Cab Drivers Face a Cell Block

It's a rainy Sunday afternoon and cabbie Bakhshish Singh is trying to settle a family dispute as he weaves in and out of traffic on Seventh Avenue. Pausing only to let out a young couple and pick up the next fare, Singh is on his cell phone, dealing with sibling rivalry at home. "My wife called me because my girls were fighting," he says as he hangs up.

Singh is one of many drivers who would be affected by the Taxi and Limousine Commission's recently proposed ruling to prevent cabbies from having cell-phone conversations unless their cars are pulled over. The plan— currently being drafted for a hearing in May— is a bid to improve public safety, according to Allan Fromberg, TLC deputy commissioner for public affairs. "You can't give 100 percent of your attention to driving if you're making or receiving phone calls," Fromberg says. "Complaints have gone up from passengers who say, 'I don't feel safe.' "

Some cabbies argue that talking on their cell phones doesn't interfere with their jobs. "It's not fair," says Zhorik Yusupov, who's been driving a yellow cab for four years. "This phone is my life," he says as he puts a caller on hold and turns onto Third Avenue.

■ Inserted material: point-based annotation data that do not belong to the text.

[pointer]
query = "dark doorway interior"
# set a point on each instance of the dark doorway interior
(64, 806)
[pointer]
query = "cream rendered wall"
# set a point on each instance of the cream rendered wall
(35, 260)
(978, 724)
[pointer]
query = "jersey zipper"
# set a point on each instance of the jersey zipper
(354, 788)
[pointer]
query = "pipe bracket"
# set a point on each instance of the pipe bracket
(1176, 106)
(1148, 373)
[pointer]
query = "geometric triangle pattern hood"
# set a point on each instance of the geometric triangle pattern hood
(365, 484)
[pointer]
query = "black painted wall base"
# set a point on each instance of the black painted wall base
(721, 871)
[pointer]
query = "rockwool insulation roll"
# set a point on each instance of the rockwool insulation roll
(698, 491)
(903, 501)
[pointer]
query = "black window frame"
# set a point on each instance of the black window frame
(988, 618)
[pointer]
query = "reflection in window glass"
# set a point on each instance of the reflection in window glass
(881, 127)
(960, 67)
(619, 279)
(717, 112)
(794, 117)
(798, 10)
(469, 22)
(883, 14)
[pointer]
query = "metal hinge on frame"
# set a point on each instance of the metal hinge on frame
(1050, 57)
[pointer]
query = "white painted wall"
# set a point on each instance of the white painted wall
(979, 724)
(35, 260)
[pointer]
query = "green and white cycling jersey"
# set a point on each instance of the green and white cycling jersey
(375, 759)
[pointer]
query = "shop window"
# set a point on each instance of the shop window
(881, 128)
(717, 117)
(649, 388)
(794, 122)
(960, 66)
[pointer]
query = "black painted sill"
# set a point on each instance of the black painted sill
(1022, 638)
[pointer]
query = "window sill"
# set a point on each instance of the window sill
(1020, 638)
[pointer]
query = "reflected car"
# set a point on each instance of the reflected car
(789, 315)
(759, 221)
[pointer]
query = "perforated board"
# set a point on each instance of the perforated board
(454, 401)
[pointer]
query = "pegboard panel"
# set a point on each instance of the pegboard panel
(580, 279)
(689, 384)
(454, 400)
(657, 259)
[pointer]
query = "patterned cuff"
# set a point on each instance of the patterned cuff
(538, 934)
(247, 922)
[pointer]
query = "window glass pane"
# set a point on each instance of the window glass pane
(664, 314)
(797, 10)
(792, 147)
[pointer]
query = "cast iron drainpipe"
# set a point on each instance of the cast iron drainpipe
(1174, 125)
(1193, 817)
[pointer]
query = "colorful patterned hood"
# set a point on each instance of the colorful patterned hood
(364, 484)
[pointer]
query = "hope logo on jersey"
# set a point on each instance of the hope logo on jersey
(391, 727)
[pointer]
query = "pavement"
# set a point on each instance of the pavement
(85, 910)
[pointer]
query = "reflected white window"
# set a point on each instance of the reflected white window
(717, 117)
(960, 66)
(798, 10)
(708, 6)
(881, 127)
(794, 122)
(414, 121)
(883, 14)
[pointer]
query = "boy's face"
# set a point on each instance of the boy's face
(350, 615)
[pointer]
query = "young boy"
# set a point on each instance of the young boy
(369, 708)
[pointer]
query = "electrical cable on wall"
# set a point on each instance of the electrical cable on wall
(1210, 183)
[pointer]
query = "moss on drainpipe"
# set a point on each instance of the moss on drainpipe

Like Singh, he uses the cellular mostly for parenting. "When my kids don't listen to my wife I try to fix the situation," he says.

On Houston and Broadway, Alexander Ivanenko is ready to start his 5 p.m. to 5 a.m. shift. He agrees that a lot of cabbies are constantly on the phone, especially at night and on weekends, when most services offer free calls. But unlike those drivers who spend time chatting, Ivanenko has found a way to profit from his cellular. He has a roster of regular customers who can easily reach him at any time. "It's about $50 extra a day that I make thanks to this phone," he says, flipping out a business card that reads "Yellow Cab— Fast, Cheap, Reliable!"

Another driver, Mohammed Farud, says he doesn't want to worry about sharing the road with distracted cabbies. "If they keep having accidents they'll make more problems for the rest of us. Drivers are also losing fares because they're busy on the phone. Customers feel uncomfortable because many times you're talking in your own language."

David Pollack, chief operations officer for the League of Mutual Taxi Owners, believes that the TLC plan would not only result in fewer accidents and lower insurance premiums but also improve client relations. "When I drove it was a learning experience," says Pollack, who was what he calls a "career driver" for 10 years. "You learn about the world through conversation. How else can we be the golden ambassadors of New York if we can't talk to tourists because we're busy on the phone?"

Still, some cab drivers say they rely on their cellulars only for emergencies— a claim that will be put to the test soon. The TLC is currently trying out a pilot program called Cabwatch which would supply cabbies with 911-only wireless telephones and train them for what constitutes an emergency. The program has proven successful with 50 volunteers and is ready to expand, says Fromberg, who stresses that, as with the proposed rule, the driver would have to pull over and stop to place a call.

Cabwatch should come as good news to cabbie Teklu Woldenmichael, who works at night. "It's a risky business," he says. Unfortunately for him, until the program expands, he doesn't have many options. If he runs into trouble he'll have to rely on public telephones. "I applied four months ago" for a cellular phone, he says. "I wasn't approved."